Dennett is never afraid to talk down to his reader. Pernicious teleology is how we think naturally as humans. We always impute a reason for the way things are. We accidentally assume a 'why' for the way things are, because that's how we think because we always assume meaning. "Teleology is never free" as he says in the book. We use science to redirect us back to the 'how' things are. There is no over all meaning for the way things became the way they are (at least I don't know the reason). Dennett is really big on emphasizing that 'free will' is an illusion in as much as that cause will always precede effect within the human realm (yes, there is an exception at the quantum level, but we don't control that, and it is not at our mercy), and if there was a great Judge in the sky or any where else, he would not be able to judge us knowing that we are the way we are because we were made that way and time and chance determined who we are. And as Dennett goes on to explain in this book, we still must be held accountable for our actions on earth, but, again, a great Judge in the sky can't hold us responsible for our actions because we don't happen in a vacuum we are a result of the world we are thrown into. Dennett doesn't say it but St. Augustine created the concept of free will as to be the analogous power that God had when he freely created the universe and that similarly resides in us in order that God can judge us. Yes, I know Aristotle uses the word 'free will' but he meant something different and closer to Dennett's compatibilitist definition.

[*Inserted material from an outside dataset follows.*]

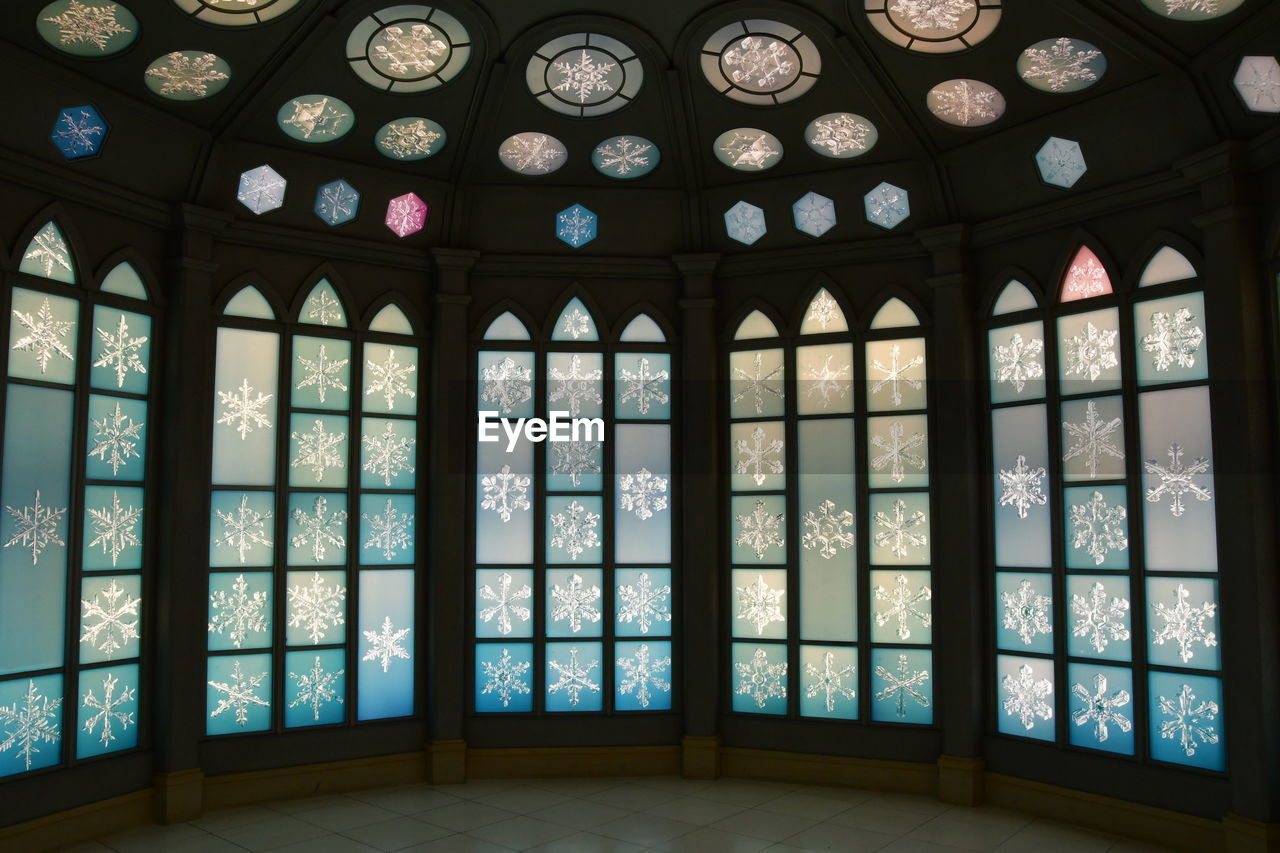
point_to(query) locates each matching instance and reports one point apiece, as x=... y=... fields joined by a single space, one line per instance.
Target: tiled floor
x=612 y=816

There's a template to the story that he's telling within this book that could be found in another book that I've read, "Master Algorithm". My mind kept referring back to that book as I was listening to this book and in the last chapter or so he tells you about that book in detail. I really loved that book but only rated it three stars because of two reasons 1) I didn't like its conclusions and 2) it was concise but overly complex in its presentation. I don't mind complexity in my books but I would not really recommend it to others because it could be very hard to follow. But, all the themes that were in that book are in this book. He called them tribes in the book "Master Algorithm".

One of the tribes was Bayesian statistics. Our expectations based on prior experiences shape how we accept the present. That's what Bayesian statistics do for us. There is a really formal definition but it would involve probability functions, but at the heart that is what it is. Dennett relies on the heuristic to explain this. So I will too. The "Master Algorithm" shows how we are currently taking 'the inverse of the program and using machine learning' to solve complex problems through the aid of the computer. Dennett talks about Google and its language translation program which has done that brilliantly. It's a bottom up approach instead of a top down approach. Our mind and evolution both seem to work from the bottom up also. Cool stuff. But, Dennett only saved this stuff for the last chapter.

Dennett definitely has a mind set that I tended to disagree with in this book. His very long section on the meme and culture over looked the reality of epigenetics and just briefly noted it and that was only to tacitly ignore it. Epigenetics are real. Just read Science News or check up on the Belgium babies born at the very end of WW II (June 1944 to May 1945) under the needlessly cruel Nazi occupation and see the analysis which is explained by epigenetics. Dennett takes TOM (theory of mind) and mirror neurons more seriously than I think should be warranted. He's trying to explain that our consciousness comes about through by the shaping of our environment by our behaviors. It's one way of looking at the problem, but maybe not the best. Popper (logical positivist) and Skinner (behaviorism) are probably not the right way to frame the extremes (imo) as he seems to do within the text. There just seems to be a another story that could be told.

I really love Dennett. I've read four of his other books, and three of them are in my favorites list. I was little bit disappointed in this book because most of it was review for me, and I don't really agree with his behaviorism point of view in the development of consciousness, and I didn't really agree with his development of language as he presented it. Also, one can argue there is no proper ontology to the world (see Wittgenstein for details, e.g.), and embracing Hume (who is my favorite philosopher) leads to 'facon de parler' (Dennets phrase, means 'convenient fiction'), which doesn't bother me, but needs to be reckoned with in the context of the philosophy of science. I don't mind reading some one who I disagree with but I do mind not learning much more than what I've read in other books on the same topic.